The European Central Bank will now be on high alert, monitoring activity in Greece, Spain and beyond for evidence that the Cyprus precedent will result in new runs on those nations’ banks. Expect a flood of central bank liquidity into those nations if there is any hint that depositors across Europe seem to be thinking that Cyprus is the new normal and that their seemingly safe bank deposits could be reduced 10 percent without warning.
The best the rest of the world can hope for is that Cyprus’s case is sufficiently unique that it won’t spark panic in Athens and Madrid (or in Lisbon, Dublin and Rome).
For the past six months, the global financial markets have become increasingly complacent, convinced that the euro-zone crisis is, for practical purposes, over. Cyprus is the test of whether that is correct, or whether the complacency was instead misplaced.
In other words, if there is going to be a new wave of crisis in Europe, historians will be able to trace its starting point back to today’s Cyprus bank bailout.
And Tero Kuittinen at Forbes:
Europeans are trying to come to grips with the shocking decision of Cyprus to abruptly declare a stiff levy on bank deposits, even those under 100’000 euros. Everyone is now waiting for Monday morning and how depositors in Southern Europe will react to the sudden realization that 7-10% of their savings could be abruptly confiscated on any given weekend. Photos of Cypriots lining up in front of ATM’s that no longer work will be splashed across the Sunday editions of European newspapers.
The sheer weirdness of the Cyprus move means that European leaders must deliver two conflicting messages simultaneously. First, they must argue that the sudden bank account levy was absolutely necessary right now. Second, they must convince Europeans that it will never, ever be repeated.
The President of Cyprus has already delivered a dramatic statement. According to it, not confiscating some of bank deposits would have meant that the banking system of Cyprus would have collapsed immediately. That’s it. The only two options right now were allowing the banking system collapse or implementing the 6.75 – 9.90% shock levy on savings accounts.
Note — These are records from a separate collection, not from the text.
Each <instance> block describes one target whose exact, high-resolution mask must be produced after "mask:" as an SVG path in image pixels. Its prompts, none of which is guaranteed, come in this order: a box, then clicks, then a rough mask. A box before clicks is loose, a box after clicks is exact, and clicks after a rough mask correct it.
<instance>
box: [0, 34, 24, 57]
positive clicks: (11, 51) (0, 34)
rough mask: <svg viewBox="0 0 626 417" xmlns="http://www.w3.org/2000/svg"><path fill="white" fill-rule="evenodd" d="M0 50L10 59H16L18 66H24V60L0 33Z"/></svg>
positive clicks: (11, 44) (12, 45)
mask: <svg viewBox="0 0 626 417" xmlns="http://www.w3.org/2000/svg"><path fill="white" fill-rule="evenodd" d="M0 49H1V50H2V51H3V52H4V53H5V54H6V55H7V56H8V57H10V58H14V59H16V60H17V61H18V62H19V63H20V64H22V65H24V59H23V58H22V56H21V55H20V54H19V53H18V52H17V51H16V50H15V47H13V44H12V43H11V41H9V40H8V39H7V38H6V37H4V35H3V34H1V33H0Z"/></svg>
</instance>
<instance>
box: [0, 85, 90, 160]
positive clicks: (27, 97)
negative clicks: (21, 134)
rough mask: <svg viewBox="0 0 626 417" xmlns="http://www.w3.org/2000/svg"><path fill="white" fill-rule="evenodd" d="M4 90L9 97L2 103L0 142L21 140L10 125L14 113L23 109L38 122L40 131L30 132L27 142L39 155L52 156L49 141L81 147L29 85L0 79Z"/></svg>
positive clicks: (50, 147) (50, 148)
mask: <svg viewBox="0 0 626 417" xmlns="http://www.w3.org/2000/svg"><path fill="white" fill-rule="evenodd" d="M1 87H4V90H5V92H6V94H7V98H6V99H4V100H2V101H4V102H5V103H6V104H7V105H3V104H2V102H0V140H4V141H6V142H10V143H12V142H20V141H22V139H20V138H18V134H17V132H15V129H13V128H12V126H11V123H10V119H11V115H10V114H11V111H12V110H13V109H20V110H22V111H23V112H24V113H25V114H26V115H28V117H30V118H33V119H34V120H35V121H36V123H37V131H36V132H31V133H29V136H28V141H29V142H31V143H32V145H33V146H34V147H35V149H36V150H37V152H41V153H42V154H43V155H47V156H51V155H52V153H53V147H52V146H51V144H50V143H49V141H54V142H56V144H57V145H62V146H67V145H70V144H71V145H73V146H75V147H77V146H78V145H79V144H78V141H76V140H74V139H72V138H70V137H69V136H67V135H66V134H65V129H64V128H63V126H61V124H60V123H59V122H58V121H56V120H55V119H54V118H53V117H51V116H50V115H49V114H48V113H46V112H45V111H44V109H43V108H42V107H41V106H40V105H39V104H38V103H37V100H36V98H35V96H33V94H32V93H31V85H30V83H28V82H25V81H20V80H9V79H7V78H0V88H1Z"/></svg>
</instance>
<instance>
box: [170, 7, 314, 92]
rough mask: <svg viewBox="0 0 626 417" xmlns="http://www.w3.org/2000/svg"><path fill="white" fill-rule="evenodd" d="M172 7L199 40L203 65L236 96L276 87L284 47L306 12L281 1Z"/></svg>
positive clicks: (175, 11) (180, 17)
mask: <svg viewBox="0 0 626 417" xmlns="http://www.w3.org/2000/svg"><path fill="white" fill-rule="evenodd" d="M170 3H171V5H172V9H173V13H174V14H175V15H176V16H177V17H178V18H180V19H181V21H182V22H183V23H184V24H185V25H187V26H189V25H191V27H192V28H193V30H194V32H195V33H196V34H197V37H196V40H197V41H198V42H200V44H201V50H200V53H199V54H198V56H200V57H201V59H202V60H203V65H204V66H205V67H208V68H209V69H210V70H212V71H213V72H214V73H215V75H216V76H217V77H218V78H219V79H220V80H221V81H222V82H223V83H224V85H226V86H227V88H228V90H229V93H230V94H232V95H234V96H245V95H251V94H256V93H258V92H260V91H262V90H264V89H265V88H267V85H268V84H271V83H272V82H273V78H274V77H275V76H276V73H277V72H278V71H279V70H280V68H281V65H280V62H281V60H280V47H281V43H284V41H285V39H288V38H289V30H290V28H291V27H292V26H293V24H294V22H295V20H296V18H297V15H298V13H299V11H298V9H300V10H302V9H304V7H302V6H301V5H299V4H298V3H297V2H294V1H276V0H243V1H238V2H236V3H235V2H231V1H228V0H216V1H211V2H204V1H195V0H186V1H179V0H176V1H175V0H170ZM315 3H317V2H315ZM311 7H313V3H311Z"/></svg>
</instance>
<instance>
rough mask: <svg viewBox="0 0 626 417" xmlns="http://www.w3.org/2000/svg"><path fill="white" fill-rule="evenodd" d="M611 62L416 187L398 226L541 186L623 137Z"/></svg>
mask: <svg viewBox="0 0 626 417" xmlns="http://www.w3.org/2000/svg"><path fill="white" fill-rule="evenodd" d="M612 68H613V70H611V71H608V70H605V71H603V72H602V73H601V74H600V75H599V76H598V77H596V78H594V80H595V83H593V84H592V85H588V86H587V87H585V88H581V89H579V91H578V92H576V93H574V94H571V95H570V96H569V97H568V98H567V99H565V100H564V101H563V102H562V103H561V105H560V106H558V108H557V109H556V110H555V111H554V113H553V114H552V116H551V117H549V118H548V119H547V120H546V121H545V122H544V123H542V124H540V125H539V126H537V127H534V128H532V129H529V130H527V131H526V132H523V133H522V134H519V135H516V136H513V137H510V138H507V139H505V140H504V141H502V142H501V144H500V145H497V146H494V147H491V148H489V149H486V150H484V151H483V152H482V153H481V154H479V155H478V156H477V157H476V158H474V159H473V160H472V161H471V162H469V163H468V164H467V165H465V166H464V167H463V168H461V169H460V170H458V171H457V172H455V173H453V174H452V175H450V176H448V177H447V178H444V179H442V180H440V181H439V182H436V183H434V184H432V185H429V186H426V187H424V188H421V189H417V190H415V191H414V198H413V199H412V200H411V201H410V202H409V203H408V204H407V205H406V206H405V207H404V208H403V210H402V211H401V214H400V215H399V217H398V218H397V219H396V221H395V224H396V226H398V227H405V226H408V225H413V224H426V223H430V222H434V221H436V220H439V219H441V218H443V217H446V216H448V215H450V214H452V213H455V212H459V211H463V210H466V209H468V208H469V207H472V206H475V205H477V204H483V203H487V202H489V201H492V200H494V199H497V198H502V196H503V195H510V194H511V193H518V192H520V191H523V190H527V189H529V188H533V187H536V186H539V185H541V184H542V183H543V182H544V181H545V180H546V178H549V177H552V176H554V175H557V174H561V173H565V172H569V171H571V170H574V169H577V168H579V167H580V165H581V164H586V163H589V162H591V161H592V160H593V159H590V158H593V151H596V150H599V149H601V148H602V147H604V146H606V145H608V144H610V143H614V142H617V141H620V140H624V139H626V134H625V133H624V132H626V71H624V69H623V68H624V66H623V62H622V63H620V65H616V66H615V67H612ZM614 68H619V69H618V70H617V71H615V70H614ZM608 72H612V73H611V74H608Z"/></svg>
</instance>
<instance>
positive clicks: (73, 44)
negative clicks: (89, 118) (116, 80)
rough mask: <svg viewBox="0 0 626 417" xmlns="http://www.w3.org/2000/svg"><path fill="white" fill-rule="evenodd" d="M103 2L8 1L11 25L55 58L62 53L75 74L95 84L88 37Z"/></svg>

Needless to say, very few people in Europe had any idea that Cyprus is facing these two drastic options in March 2013.
Yet on the very same day, the European Union Economic and Monetary Commissioner Olli Rehn stated that there won’t be a repeat of the tax on bank deposits that was imposed as a part of Cyprus’s aid program. He bluntly claimed that “there is no concrete case where it should be considered.”
How can both statements be credible? How can regular EU citizens with savings accounts in the Mediterranean banks possibly gauge the risk level accurately? The messaging challenge here is profound. By the time the Spanish and Portuguese banks open on Monday morning, Europeans must believe that A) The Cyprus crisis was so acute and dreadful that the unprecedented savings tax was the only possible alternative and B) Another similar situation will never materialize, so there is no reason to pull money out of southern banks.
The Club Med economies simply cannot handle another crisis of confidence. During the calm month of January, Spanish retail sales plunged by -10% and the December sales collapse was recently revised to -11%. Multinational companies from McDonald’s to Tiffany have started warning about weakening European trends. Apple‘s Christmas quarter weakness stemmed partly from a pronounced European revenue growth slow-down over the past three quarters. Qualcomm recently downgraded the North American 3G/4G device volume growth to under 2% in 2012; the consumer electronics industry can hardly absorb a new European consumer sentiment crisis without a significant hit to global growth trends.
How is EU going to thread this needle? The next 48 hours are going to be pivotal. By making its move on Saturday, EU has given Europeans time to fret and mull over the Cyprus shock for most of the weekend. There will be no shortage of bank line pics on Twitter come Monday morning.
Monday and Tuesday are going to be very interesting days to watch the markets.
Just as a reminder, the bank runs and bank failures during the Depression came a couple of years after the market crash.